Le poste qui m'a le plus marquée humainement est lié aux inondations en 1999 qui avaient fait 32 morts dans le bas du Tarn et la Montagne noire. J'étais alors directrice de cabinet à Albi. Le gouvernement a ouvert une phase de reconstruction dans le Tarn et l'Aude. J'ai accepté cette mission gouvernementale qui m'a rapprochée de la population frappée par les événements. J'ai réalisé que la nature est indomptable ! Quand on détourne des rivières, il peut y avoir des conséquences. On ne joue avec la nature, il faut vivre en osmose avec elle. J'ai entendu les témoignages de personnes qui avaient tout perdu ; elles se trouvaient dans une détresse totale. Sous la responsabilité du préfet de l'Aude, j'ai travaillé avec les sinistrés, les institutions, les collectivités, les assurances, les organismes, les entreprises. J'ai fait des rencontres extraordinaires qui m'ont amenée à m'interroger sur la richesse que constituent les souvenirs pour tout être humain. Je me rappelle d'un grand-père qui pleurait ; les photos de sa femme, de sa famille, ses médailles aussi avent disparu. L'existence est faite de petites choses qui, les unes après les autres, cimentent l'existence.

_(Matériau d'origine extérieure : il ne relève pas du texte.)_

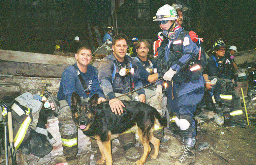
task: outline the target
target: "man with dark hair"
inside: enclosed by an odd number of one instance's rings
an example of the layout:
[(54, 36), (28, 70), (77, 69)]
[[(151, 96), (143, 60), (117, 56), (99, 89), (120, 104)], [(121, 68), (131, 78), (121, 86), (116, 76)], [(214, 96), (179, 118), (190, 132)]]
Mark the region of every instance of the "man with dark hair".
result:
[[(109, 101), (111, 110), (116, 114), (123, 112), (123, 104), (120, 100), (135, 100), (135, 97), (140, 101), (146, 102), (145, 91), (143, 88), (118, 98), (116, 96), (142, 87), (136, 63), (133, 59), (126, 55), (128, 45), (127, 36), (124, 34), (116, 35), (112, 41), (113, 52), (104, 58), (98, 67), (99, 81), (101, 89)], [(134, 147), (135, 132), (127, 131), (118, 137), (121, 147), (125, 150), (129, 159), (137, 159), (139, 153)]]
[[(136, 59), (139, 75), (141, 78), (143, 86), (156, 81), (158, 79), (158, 74), (157, 73), (157, 66), (155, 60), (147, 57), (150, 45), (146, 40), (139, 40), (136, 43), (135, 47), (137, 55), (134, 59)], [(156, 92), (152, 90), (154, 85), (152, 85), (145, 89), (146, 93), (146, 103), (156, 109), (162, 117), (165, 113), (167, 98), (163, 97), (162, 87)], [(163, 139), (163, 127), (156, 127), (154, 128), (154, 136), (160, 140), (160, 149), (166, 149), (167, 146), (162, 142)]]
[[(66, 68), (61, 75), (57, 94), (60, 104), (58, 120), (63, 153), (66, 160), (70, 161), (69, 164), (72, 162), (75, 164), (78, 152), (77, 126), (72, 119), (70, 108), (72, 93), (76, 92), (84, 98), (83, 101), (88, 101), (96, 93), (99, 96), (98, 102), (106, 100), (99, 84), (97, 70), (89, 65), (92, 57), (91, 47), (86, 45), (81, 46), (75, 56), (76, 62)], [(85, 85), (80, 78), (83, 80)]]
[(109, 41), (112, 42), (112, 35), (113, 35), (113, 30), (114, 30), (114, 28), (111, 26), (108, 27), (107, 28), (105, 28), (104, 30), (106, 32), (104, 35), (103, 37), (103, 43), (104, 44), (107, 41)]
[(230, 64), (225, 57), (226, 44), (222, 39), (214, 43), (213, 51), (213, 55), (208, 59), (207, 73), (210, 76), (219, 78), (222, 104), (220, 107), (224, 111), (230, 112), (231, 126), (246, 128), (247, 125), (244, 119), (240, 96), (234, 88), (235, 81), (229, 72), (230, 70), (228, 65)]

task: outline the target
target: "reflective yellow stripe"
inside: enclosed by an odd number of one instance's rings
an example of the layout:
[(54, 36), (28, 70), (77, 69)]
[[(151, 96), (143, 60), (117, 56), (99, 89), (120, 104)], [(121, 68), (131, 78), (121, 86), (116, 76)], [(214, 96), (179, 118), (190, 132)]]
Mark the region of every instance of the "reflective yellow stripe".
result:
[(175, 122), (175, 118), (176, 118), (176, 116), (173, 116), (171, 117), (170, 117), (170, 122), (173, 123)]
[(66, 139), (61, 138), (62, 145), (64, 146), (71, 147), (77, 145), (77, 137), (72, 139)]
[(7, 109), (5, 107), (3, 107), (3, 111), (2, 112), (2, 115), (4, 116), (4, 117), (5, 116), (5, 115), (6, 115), (6, 114), (7, 114), (7, 113), (8, 112), (6, 109)]
[(224, 95), (221, 94), (220, 95), (221, 98), (222, 99), (225, 99), (225, 100), (232, 100), (232, 95)]
[(237, 110), (232, 111), (229, 114), (230, 116), (233, 116), (235, 115), (243, 115), (243, 111), (241, 110)]
[(155, 124), (155, 126), (154, 127), (154, 130), (158, 130), (159, 129), (161, 129), (163, 128), (163, 127), (160, 127), (158, 125), (157, 125), (156, 124)]
[(29, 116), (21, 125), (14, 138), (14, 147), (15, 149), (17, 150), (19, 148), (21, 143), (23, 141), (24, 137), (27, 133), (27, 130), (31, 122), (31, 119), (30, 116)]

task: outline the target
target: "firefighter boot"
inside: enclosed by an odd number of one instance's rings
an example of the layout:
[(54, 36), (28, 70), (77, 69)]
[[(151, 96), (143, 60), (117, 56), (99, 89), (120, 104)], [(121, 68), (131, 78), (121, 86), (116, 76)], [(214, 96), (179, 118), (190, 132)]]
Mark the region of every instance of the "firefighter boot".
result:
[(182, 155), (175, 162), (175, 165), (188, 165), (193, 163), (196, 160), (195, 147), (184, 147)]
[(125, 156), (127, 159), (135, 159), (140, 157), (139, 153), (135, 147), (136, 140), (134, 133), (128, 132), (121, 134), (118, 137), (118, 140), (120, 146), (125, 152)]

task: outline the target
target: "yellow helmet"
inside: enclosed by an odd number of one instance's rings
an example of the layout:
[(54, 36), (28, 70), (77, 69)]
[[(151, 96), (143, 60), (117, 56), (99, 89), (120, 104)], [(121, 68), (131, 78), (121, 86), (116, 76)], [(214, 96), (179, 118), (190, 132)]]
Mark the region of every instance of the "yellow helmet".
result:
[(60, 48), (60, 46), (59, 46), (59, 45), (56, 45), (55, 46), (55, 49), (59, 49)]

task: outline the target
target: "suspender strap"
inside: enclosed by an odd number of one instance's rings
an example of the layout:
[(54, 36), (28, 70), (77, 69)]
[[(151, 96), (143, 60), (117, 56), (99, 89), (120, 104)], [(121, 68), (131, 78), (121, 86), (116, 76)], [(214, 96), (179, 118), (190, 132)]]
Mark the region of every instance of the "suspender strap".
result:
[(89, 89), (88, 89), (88, 88), (87, 88), (87, 87), (86, 86), (86, 85), (85, 84), (85, 80), (84, 80), (84, 79), (83, 78), (83, 77), (82, 77), (82, 75), (81, 75), (79, 71), (78, 70), (78, 69), (77, 69), (77, 68), (76, 68), (76, 67), (75, 66), (75, 65), (73, 64), (72, 65), (74, 66), (74, 67), (75, 68), (75, 69), (76, 71), (76, 74), (77, 74), (77, 76), (78, 76), (78, 77), (79, 78), (79, 79), (80, 80), (81, 83), (82, 84), (82, 85), (84, 87), (84, 89), (85, 92), (86, 94), (89, 95), (89, 94), (90, 93), (90, 90), (89, 90)]
[[(137, 59), (138, 61), (140, 62), (140, 63), (141, 63), (141, 64), (142, 64), (143, 67), (144, 67), (145, 69), (146, 69), (146, 65), (142, 62), (142, 60), (140, 59), (140, 58), (138, 58), (136, 57), (134, 57), (134, 58)], [(149, 65), (150, 66), (150, 67), (151, 67), (151, 68), (152, 69), (154, 68), (154, 66), (153, 66), (153, 64), (152, 64), (152, 63), (151, 61), (150, 61), (150, 60), (149, 59), (148, 59), (147, 58), (147, 60), (148, 60), (148, 61), (149, 61)]]

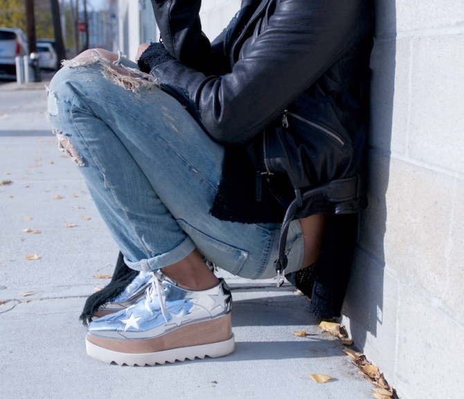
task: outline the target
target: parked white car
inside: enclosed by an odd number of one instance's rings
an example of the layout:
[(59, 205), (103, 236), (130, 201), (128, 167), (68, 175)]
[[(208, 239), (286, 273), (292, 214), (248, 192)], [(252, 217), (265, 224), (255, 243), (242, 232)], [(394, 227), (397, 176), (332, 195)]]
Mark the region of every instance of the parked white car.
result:
[(58, 62), (58, 56), (53, 48), (51, 43), (37, 44), (37, 53), (39, 53), (39, 65), (42, 69), (55, 71)]
[(15, 58), (28, 53), (28, 40), (21, 29), (0, 28), (0, 78), (16, 79)]

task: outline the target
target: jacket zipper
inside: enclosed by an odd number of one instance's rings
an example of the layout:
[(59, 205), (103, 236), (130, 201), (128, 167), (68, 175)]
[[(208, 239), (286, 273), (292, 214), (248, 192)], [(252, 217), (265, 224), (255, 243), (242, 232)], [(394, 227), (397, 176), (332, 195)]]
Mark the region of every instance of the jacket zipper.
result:
[(307, 119), (305, 119), (302, 116), (300, 116), (299, 115), (296, 115), (296, 114), (294, 114), (293, 112), (289, 112), (288, 109), (285, 109), (283, 112), (283, 115), (282, 116), (282, 126), (283, 127), (288, 127), (288, 118), (287, 118), (287, 116), (289, 115), (290, 116), (293, 116), (294, 118), (298, 119), (298, 121), (301, 121), (301, 122), (304, 122), (305, 123), (307, 123), (310, 126), (312, 126), (315, 129), (317, 129), (318, 130), (320, 130), (321, 132), (323, 132), (330, 137), (332, 137), (334, 140), (336, 140), (338, 143), (340, 143), (340, 145), (342, 147), (345, 146), (345, 141), (340, 137), (338, 134), (334, 133), (333, 132), (331, 132), (328, 129), (325, 129), (323, 126), (321, 126), (320, 125), (318, 125), (317, 123), (314, 123), (314, 122), (311, 122), (311, 121), (308, 121)]
[(271, 176), (271, 175), (274, 175), (272, 172), (271, 172), (271, 169), (269, 168), (269, 163), (267, 162), (267, 151), (266, 150), (266, 131), (264, 130), (262, 132), (262, 158), (265, 160), (265, 166), (266, 168), (266, 172), (264, 172), (263, 173), (261, 173), (262, 175), (269, 175)]

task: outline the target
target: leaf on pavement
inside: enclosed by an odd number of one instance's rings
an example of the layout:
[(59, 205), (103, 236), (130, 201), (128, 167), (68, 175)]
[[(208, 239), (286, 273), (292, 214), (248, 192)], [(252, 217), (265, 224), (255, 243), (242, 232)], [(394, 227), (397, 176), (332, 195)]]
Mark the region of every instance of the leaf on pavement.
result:
[(306, 330), (303, 330), (303, 331), (295, 331), (293, 335), (296, 335), (296, 337), (306, 337)]
[(362, 356), (362, 353), (361, 352), (357, 352), (356, 351), (353, 351), (349, 348), (344, 348), (343, 352), (350, 356), (350, 357), (353, 357), (355, 360), (359, 359), (361, 357), (361, 356)]
[(375, 388), (373, 389), (374, 393), (378, 393), (379, 395), (383, 395), (386, 398), (391, 398), (393, 396), (393, 393), (391, 392), (387, 389), (384, 389), (383, 388)]
[(19, 294), (19, 296), (29, 296), (29, 295), (33, 295), (35, 294), (35, 291), (28, 291), (27, 292), (21, 292)]
[(26, 260), (37, 260), (37, 259), (40, 259), (40, 258), (39, 258), (35, 254), (31, 254), (30, 255), (25, 255), (24, 259)]
[(326, 375), (325, 374), (309, 374), (309, 376), (312, 378), (314, 382), (317, 382), (318, 384), (323, 384), (334, 379), (333, 377)]

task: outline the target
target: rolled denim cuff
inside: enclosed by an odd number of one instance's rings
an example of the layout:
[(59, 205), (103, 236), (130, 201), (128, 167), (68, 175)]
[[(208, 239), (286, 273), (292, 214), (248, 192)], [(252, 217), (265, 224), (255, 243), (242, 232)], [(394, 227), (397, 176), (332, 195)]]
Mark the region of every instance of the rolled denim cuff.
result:
[(131, 262), (126, 257), (124, 257), (124, 262), (131, 269), (134, 270), (143, 270), (144, 272), (151, 272), (157, 269), (161, 269), (166, 266), (169, 266), (184, 259), (195, 249), (195, 245), (192, 239), (186, 236), (185, 240), (182, 241), (177, 247), (172, 248), (170, 251), (157, 255), (148, 259), (142, 259), (137, 262)]

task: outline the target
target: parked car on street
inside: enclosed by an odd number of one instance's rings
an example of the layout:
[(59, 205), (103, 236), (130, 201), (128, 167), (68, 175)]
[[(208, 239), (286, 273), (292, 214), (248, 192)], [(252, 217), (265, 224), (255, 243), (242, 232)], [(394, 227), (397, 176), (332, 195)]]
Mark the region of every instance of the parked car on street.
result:
[(28, 40), (21, 29), (0, 28), (0, 78), (16, 79), (15, 58), (28, 53)]
[(37, 44), (39, 53), (39, 65), (42, 69), (55, 71), (58, 62), (58, 57), (51, 43)]

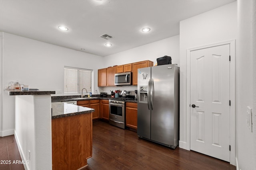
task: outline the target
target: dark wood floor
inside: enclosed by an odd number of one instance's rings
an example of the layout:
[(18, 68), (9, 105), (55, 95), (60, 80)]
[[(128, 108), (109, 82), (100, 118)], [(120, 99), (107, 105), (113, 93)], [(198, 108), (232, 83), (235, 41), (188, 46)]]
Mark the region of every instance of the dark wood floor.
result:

Ces signes de reconnaissance, que constituent documents personnels, albums, décorations, sont importants. Je me souviens aussi d'un bel élan : ces hommes et ces femmes meurtris avaient envie de reconstruire…

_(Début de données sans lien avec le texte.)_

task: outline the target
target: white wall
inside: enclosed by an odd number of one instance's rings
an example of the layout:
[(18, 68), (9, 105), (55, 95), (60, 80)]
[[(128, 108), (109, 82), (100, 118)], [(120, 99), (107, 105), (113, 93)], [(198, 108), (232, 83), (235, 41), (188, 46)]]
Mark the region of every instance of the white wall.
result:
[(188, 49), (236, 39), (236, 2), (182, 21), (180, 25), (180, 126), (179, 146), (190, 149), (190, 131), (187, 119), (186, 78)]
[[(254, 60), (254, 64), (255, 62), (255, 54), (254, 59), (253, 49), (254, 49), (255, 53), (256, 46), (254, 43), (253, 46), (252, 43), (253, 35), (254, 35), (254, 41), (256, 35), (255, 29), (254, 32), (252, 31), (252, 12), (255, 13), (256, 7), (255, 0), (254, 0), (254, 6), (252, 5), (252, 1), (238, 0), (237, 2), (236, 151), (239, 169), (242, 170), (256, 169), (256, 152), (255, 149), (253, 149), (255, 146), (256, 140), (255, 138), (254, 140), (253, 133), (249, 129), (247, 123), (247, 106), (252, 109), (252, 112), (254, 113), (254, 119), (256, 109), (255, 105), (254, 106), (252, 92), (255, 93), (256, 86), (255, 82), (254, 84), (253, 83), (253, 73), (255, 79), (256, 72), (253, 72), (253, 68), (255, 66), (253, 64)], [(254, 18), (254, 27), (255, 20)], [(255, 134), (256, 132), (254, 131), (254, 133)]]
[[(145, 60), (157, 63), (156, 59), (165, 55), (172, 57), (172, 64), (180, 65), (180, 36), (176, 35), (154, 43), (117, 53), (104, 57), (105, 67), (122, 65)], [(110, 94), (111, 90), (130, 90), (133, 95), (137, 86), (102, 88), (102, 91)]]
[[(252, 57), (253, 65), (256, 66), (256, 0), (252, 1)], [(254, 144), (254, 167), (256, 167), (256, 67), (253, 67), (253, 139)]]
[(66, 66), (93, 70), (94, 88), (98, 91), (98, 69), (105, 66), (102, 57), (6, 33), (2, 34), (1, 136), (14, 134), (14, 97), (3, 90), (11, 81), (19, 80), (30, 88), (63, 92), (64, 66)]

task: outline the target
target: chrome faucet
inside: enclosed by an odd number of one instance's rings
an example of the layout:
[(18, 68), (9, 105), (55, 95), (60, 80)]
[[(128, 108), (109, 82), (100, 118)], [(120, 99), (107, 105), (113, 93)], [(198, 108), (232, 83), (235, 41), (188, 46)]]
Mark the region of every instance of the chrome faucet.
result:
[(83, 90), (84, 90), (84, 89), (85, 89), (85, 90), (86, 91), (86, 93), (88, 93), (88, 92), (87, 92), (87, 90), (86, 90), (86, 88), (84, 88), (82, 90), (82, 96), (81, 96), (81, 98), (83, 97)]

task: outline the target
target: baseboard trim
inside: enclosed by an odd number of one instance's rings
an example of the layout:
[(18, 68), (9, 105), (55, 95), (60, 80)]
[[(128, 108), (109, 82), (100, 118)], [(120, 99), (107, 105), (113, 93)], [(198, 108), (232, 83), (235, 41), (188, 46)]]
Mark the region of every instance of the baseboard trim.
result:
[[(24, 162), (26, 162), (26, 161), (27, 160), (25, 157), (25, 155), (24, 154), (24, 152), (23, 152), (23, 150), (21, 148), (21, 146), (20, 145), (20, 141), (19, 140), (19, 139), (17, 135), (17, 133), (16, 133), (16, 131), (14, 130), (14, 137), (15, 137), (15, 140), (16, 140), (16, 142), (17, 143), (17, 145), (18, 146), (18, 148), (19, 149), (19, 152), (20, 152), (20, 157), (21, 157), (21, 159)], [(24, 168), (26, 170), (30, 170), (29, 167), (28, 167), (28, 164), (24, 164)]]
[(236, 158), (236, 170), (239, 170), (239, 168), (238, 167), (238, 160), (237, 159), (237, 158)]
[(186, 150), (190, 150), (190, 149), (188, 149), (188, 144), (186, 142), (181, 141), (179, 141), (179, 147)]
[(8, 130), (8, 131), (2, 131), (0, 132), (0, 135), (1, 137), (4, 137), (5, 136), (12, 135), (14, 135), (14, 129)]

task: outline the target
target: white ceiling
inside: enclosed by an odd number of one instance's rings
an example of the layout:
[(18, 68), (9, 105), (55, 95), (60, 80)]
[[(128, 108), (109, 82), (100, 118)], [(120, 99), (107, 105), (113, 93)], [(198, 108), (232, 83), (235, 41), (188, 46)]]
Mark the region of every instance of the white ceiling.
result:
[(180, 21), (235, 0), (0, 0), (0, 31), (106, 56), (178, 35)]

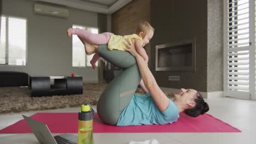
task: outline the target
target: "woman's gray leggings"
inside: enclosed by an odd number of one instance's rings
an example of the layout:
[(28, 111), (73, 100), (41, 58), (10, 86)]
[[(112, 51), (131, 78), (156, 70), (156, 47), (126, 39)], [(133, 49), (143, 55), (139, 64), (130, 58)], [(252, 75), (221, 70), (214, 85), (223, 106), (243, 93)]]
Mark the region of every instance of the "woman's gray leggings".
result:
[(120, 115), (135, 93), (141, 77), (136, 60), (130, 52), (109, 51), (107, 45), (99, 45), (98, 52), (104, 59), (123, 69), (102, 92), (97, 105), (101, 121), (116, 125)]

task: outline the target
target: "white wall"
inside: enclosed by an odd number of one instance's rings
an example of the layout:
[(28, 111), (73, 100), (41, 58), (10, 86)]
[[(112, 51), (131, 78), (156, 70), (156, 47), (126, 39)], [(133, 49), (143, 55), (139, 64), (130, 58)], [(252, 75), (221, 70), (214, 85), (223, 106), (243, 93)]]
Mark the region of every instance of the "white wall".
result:
[(0, 65), (0, 71), (18, 71), (30, 75), (67, 75), (73, 73), (83, 81), (98, 81), (98, 71), (91, 68), (72, 67), (72, 38), (66, 30), (73, 23), (97, 27), (97, 14), (69, 8), (67, 19), (34, 14), (29, 0), (3, 0), (4, 15), (27, 19), (28, 61), (25, 66)]

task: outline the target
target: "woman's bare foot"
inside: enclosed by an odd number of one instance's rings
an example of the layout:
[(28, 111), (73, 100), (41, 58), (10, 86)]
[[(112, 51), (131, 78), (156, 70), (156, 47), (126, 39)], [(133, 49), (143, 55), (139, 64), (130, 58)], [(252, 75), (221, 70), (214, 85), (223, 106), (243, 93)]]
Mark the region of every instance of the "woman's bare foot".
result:
[(67, 31), (67, 34), (68, 37), (71, 37), (71, 35), (73, 34), (73, 29), (72, 28), (69, 28)]
[(77, 36), (79, 38), (80, 40), (83, 43), (84, 45), (84, 49), (85, 50), (85, 52), (88, 55), (91, 55), (95, 53), (98, 50), (97, 45), (93, 45), (88, 43), (85, 39), (83, 37)]

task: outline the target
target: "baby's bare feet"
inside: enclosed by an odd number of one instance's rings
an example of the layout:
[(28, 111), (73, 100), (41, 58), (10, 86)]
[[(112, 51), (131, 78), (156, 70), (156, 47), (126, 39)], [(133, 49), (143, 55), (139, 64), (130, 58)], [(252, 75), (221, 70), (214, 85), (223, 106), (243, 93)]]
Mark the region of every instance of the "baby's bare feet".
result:
[(92, 69), (96, 70), (97, 69), (97, 66), (96, 65), (95, 63), (92, 63), (91, 61), (90, 62), (90, 63), (91, 64), (91, 67), (92, 67)]
[(67, 34), (68, 37), (71, 37), (71, 35), (73, 34), (73, 29), (72, 28), (69, 28), (67, 31)]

Michelle Cazanove aime le monde artistique, culturel et le patrimoine. 
En Saintonge, elle a été gâtée tant à Saintes que dans la région, 
célèbre pour son chapelet d'églises romanes.
• L'heure de la retraite a donc sonné. Une page se tourne. Quels souvenirs garderez-vous de la Charente-Maritime ?

Avec mon mari, nous nous installons dans un petit village de l'Aude avec pour horizon les montagnes et la Méditerranée à soixante kilomètres. Quels souvenirs que je vais garder ? Le patrimoine est formidable dans toute la région, que ce soit la petite église de Rétaud ou l'Abbaye aux Dames de Saintes. J'adore la musique classique et vous me reverrez sans doute au prochain festival ! Je pense aussi à La Rochelle, aux Francofolies, à Jonzac où se déroulent des concerts remarquables. Tout ce patrimoine vivant. Que des commune puissent consacrer de l'argent à la culture et à son rayonnement est une action forte.
Je partage avec mon époux la passion de l'art roman. Il m'arrive de chanter dans les églises où l'acoustique est formidable. Je pense en particulier à la crypte de Saint-Eutrope à Saintes. En Charente-Maritime, je reviendrai chercher des émotions, la mer, les villages pittoresques comme Talmont, les édifices, les manifestations estivales, l'histoire...

• Dynamique comme vous l'êtes, votre retraite sera forcément active ?


Je vais aménager la maison, y planter des fleurs et prendre mes marques. Je vais aussi prendre soin de mes proches, de mes petits enfants. Ensuite, je ferai le tour de la famille, j'ai manqué trop d'occasions en raison de mes fonctions professionnelles. Maintenant, je serai plus souvent avec eux. Nous allons également prendre des vacances ; j'aime l'Europe, l'Italie, l'Espagne. A la rentrée, je pense que je rejoindrai les associations que j'ai quittées quand je suis entrée dans le corps préfectoral, le logement, les restos du cœur, les associations humanitaires, l'encadrement d'orphelinats à l'étranger. J'espère qu'on a encore besoin de moi quelque part !


• L'un des objets symboliques que Michelle Cazanove conserve dans son bureau : « La truelle, c'est construire et reconstruire » dit-elle.

• Michelle Cazanove quitte Saintes avant que le projet du site Saint-Louis et du vallon des arènes n'ait vraiment avancé. « Je vais rester connectée » dit-elle, même si elle préfère grandement la version papier au numérique !

• C'est en 1998 que Michelle Cazanove a été nommée sous-préfète pour la première fois,
directrice de cabinet du Préfet du Tarn. A partir des années 2000, elle est successivement en poste dans l'Aude, les Alpes Maritimes, Marmande, la Bourgogne, Langon en Gironde et Saintes. Elle y a succédé à Thierry Tesson, ex-directeur de cabinet de Fadela Amara, démis de ses fonctions par un décret du président Sarkozy.